I slowly open the door a few inches and peep around it. She’s on the phone and gestures for me to come in. Like a skimpy mouse, I pootle to the pink coach and sit my ass on the very end of it.
“I told you I have it under control.” She rolls her eyes, not at me but at the person on the other side of the phone.
“I already have someone in mind.” She pulls a skewed face. I try to be as still as possible.
“I know they have to win.” A different skewed face.
“Yeah, I know it was my fault. I will fix it.” A third face.
“Listen, I’ll talk to you later, got a student with me.” Face four.
“Bye.” She puts down the landline, a little hard, folds her arms on top of her desk, and eyeballs me.
“I can explain, my brother got stabbed by this crazy stalker that wants revenge and he came out of the hospital … and his twin … my brother’s not the stalker’s … is sulking because he feels guilty because he wasn’t stabbed and then I got stuck in traffic and I ran to class and miss a step and fell on my ass in front of a very beautiful man who just happens to be the trainer of my puppy group class -”
“Stop,” she interrupts, “Please.” I shut my hub and rub my hands together.
“Do you have a magic feather that carves words on my hands as I write?” She pops her eyes and tilts her head.
“Are you on drugs or just fucking in love?” She now pulls on a frown. I’m back from insanity.
“Huh?”
“People go crazy when they’re in love … and you sound a little as if you have your head in the clouds.” Yeah, that’s a good question – where is my head? Even better, what happened to my brain? I blame it all on him. Again, as if it was nothing, he turned my world upside down. I blame it on D too.
I take a deep breath and decide to stop making a fool of myself.
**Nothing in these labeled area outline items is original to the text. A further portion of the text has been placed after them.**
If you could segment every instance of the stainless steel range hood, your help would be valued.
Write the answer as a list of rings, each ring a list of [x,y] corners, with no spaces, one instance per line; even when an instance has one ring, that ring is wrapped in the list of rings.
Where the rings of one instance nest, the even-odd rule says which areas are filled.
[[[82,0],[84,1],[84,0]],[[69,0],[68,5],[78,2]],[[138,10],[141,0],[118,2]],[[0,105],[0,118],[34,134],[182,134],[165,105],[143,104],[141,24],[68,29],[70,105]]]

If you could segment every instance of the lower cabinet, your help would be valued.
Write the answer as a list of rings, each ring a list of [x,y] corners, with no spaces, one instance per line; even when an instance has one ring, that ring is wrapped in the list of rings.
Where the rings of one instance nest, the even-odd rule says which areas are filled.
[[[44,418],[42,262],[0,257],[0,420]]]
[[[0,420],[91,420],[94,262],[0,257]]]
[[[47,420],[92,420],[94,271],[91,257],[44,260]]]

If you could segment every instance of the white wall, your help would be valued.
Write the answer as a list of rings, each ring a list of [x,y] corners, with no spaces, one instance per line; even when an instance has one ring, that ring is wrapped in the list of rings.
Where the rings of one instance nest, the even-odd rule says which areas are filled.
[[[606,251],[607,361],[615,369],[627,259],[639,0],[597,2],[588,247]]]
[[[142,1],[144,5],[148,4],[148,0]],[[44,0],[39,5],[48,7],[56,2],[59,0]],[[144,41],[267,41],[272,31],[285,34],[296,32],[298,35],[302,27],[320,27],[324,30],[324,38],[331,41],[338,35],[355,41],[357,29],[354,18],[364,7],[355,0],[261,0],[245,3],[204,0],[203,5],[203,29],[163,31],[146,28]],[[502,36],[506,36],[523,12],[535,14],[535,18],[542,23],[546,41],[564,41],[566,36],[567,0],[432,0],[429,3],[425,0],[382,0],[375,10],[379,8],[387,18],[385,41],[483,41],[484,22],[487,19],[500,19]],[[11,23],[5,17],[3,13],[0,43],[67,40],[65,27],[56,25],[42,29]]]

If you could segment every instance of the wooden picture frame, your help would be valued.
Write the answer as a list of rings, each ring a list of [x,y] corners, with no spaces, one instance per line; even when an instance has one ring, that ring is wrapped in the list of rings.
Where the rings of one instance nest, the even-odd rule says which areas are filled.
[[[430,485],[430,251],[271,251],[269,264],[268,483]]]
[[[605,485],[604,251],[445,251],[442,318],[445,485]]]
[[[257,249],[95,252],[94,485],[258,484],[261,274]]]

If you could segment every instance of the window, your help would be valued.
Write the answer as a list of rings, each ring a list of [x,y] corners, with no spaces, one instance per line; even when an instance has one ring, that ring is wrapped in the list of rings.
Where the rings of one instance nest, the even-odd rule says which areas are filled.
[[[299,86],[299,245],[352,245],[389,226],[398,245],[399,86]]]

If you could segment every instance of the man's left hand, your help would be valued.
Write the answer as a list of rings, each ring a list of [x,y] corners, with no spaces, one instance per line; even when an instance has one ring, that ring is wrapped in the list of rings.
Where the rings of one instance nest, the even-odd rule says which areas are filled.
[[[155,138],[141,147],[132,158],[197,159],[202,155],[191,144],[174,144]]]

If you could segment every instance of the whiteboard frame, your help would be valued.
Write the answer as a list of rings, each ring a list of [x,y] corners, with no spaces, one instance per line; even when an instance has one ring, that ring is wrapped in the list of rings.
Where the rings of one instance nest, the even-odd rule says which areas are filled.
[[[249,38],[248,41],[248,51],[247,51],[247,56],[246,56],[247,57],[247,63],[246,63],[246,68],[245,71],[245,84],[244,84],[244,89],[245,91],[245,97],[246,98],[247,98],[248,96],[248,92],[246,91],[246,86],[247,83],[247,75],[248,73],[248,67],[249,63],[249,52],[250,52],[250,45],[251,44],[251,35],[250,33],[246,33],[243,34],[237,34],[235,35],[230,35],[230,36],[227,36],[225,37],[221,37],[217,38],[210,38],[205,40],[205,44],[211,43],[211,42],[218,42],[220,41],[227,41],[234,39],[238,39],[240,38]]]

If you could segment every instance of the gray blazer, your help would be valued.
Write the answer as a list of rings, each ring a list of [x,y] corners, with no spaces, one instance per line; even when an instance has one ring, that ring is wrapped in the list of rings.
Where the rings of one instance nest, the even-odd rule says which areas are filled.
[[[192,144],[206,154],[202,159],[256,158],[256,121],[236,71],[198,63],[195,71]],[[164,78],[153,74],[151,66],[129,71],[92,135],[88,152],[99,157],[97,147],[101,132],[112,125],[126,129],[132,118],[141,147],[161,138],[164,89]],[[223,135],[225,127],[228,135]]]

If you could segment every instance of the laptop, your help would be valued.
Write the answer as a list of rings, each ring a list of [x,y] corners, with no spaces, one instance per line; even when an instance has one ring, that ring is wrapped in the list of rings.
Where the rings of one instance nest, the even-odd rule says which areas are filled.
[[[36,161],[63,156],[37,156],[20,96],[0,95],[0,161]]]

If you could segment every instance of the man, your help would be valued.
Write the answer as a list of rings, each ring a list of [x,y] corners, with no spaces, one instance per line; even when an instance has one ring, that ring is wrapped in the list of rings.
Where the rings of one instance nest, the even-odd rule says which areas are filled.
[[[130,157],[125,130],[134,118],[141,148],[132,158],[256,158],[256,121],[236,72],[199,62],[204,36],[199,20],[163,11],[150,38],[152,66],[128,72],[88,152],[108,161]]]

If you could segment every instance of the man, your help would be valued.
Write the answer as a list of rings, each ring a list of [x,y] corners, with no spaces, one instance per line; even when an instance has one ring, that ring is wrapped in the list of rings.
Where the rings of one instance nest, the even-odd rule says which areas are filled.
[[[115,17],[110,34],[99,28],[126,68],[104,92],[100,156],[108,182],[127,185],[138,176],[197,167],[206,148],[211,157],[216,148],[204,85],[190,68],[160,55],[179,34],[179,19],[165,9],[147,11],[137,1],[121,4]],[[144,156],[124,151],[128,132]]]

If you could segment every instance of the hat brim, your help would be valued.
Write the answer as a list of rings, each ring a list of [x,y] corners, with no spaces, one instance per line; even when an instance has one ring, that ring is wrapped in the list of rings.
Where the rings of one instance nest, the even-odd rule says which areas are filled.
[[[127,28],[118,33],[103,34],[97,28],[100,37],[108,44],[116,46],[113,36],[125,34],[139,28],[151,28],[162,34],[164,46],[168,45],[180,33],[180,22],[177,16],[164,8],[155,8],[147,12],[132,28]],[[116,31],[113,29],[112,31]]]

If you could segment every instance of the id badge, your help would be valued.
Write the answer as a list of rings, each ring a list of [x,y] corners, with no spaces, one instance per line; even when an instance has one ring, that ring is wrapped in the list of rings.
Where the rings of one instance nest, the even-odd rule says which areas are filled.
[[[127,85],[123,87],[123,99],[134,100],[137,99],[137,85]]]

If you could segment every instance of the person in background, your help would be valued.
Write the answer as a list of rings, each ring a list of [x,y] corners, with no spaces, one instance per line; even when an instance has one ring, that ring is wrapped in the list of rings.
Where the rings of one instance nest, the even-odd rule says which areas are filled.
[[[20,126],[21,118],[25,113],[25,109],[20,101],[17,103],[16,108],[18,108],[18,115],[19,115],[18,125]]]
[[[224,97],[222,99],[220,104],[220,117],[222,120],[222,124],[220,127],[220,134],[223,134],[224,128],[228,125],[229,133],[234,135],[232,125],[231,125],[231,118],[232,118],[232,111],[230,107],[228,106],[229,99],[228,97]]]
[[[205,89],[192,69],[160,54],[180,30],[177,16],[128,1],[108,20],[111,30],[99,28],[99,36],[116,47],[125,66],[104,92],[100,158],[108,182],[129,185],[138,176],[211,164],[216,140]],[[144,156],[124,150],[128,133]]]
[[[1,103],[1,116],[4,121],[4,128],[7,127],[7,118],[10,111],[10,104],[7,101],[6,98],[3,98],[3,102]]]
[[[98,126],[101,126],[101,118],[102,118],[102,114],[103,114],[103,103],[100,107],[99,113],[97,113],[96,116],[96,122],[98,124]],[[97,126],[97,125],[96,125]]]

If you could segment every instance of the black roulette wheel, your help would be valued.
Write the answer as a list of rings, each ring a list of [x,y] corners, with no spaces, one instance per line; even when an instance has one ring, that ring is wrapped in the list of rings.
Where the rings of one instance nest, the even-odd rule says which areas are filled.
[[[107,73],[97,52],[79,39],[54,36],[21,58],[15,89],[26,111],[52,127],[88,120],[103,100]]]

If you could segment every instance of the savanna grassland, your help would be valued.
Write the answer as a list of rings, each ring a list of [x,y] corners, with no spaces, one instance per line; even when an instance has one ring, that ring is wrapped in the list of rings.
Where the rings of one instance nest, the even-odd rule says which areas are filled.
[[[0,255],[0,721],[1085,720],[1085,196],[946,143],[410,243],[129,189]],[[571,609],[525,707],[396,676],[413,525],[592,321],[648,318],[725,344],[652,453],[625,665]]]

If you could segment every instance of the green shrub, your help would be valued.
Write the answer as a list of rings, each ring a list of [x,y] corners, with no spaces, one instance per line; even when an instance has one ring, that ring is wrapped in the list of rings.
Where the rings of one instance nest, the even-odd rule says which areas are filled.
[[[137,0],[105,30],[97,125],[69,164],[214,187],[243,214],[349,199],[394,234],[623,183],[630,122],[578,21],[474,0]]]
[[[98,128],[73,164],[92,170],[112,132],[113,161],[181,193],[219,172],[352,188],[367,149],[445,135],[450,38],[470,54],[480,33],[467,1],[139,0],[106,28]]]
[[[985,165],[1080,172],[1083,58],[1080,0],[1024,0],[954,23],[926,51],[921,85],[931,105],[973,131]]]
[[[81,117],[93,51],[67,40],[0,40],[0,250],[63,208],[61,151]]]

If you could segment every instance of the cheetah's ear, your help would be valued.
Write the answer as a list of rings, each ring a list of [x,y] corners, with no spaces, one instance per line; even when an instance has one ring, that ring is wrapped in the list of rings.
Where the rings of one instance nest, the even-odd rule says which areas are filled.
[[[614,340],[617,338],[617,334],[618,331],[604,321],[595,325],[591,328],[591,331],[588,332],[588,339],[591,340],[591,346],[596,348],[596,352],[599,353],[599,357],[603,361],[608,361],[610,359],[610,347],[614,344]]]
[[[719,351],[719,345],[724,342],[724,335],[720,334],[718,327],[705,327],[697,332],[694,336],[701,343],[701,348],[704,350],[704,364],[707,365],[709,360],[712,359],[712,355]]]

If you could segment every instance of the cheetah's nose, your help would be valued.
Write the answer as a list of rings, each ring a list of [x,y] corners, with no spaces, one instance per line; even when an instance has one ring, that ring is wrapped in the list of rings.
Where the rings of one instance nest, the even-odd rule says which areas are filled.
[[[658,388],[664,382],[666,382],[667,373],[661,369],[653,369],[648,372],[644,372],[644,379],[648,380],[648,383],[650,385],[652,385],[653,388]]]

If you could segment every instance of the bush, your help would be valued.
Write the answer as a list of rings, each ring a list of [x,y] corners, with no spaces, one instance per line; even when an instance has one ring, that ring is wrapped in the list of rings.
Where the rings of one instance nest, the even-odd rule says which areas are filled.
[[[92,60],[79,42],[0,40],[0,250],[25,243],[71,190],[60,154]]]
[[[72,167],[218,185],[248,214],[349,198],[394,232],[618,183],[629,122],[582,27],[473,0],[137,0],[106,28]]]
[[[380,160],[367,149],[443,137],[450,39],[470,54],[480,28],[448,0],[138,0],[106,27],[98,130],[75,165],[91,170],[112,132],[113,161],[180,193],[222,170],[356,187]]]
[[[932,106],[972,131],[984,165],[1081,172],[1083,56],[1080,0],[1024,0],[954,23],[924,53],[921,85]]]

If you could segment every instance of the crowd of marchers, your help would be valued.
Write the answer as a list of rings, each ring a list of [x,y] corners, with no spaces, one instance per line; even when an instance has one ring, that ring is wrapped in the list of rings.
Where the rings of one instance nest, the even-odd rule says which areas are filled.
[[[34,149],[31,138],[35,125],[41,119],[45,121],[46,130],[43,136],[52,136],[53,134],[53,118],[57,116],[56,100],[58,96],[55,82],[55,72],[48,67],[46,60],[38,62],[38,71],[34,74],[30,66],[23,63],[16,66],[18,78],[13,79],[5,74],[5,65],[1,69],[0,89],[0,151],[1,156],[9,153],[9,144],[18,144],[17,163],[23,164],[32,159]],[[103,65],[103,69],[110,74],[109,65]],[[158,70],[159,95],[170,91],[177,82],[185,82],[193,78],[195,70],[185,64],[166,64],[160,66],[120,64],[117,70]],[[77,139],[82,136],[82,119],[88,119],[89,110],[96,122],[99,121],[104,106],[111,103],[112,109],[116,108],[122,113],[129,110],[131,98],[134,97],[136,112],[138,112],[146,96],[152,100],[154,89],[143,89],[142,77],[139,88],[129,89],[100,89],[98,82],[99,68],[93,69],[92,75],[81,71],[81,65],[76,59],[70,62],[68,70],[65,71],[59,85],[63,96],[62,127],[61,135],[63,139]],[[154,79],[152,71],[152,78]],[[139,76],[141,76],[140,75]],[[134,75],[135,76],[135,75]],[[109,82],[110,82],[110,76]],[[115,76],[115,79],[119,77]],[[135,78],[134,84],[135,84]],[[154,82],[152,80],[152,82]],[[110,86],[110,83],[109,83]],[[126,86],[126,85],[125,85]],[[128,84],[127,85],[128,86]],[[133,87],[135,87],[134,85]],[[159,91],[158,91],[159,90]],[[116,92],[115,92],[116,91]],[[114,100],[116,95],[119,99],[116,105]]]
“I’m sorry I was late. It won’t happen again.” Well, knowing myself it most likely will happen a few more times.
“I don’t care about you being late.” Huh?
“Why am I here then?”
“Because I need something from you.” I can’t think of a single thing my professor could ever want from me. “Do you still dance?” Now I’m stunned. Not at all what I expected.
She can probably see the confusion on my face cause she quickly adds: “I saw in your file … you were pretty good.” I was, but that was a while back. When I was still in school. Okay, maybe not a while … a year or three.
“No, I stopped in my junior year. Yes, I guess I was not bad.” I answer each of her questions.
“Fantastic. I have a little proposition for you.” I move even more to the edge of the sofa.
“My daughter’s dance class needs a new instructor. One that will take them to the top.” I can see where this is going. And darn, I didn’t even know she was married, now I learn she has a kid … maybe kids.
“What happened to their old teacher?” At that, she rolls her lips together and breaks eye contact. Not good.
“One of the mothers got a little heated during a lesson and threw the teacher with a shoe and now she’s out of action for 6 weeks and the competition is coming up.”
“She got taken out by a shoe?” At the thought, a half-neurotic giggle bubbles up, but I manage to swallow it. That must have been one heck of a throw.
“No,” Anne says sternly, “The shoe missed, but while dodging it she fell off the stage and broke her leg.” Right, that makes much more sense. But it doesn’t cancel the fact that the kids belong to killer tendency mothers. And I already have a killer stalker on my case.
“Listen,” she moves slightly forward in her chair, “We want them to compete in the Nationals. And you have the skills to take them there. They need to win.” First, I want to tell her that dancing should be fun, not about winning competitions. And then I wonder what will happen to the teacher if they get second place.
Ann frowns. “Please,” she begs, her eyes pleading. What the heck? I have nothing to lose and it could be fun. A distraction. And maybe I won’t need to worry about being a little late for class on the odd occasion.
“Okay,” I pull out the word, trying to rebuff my bearings.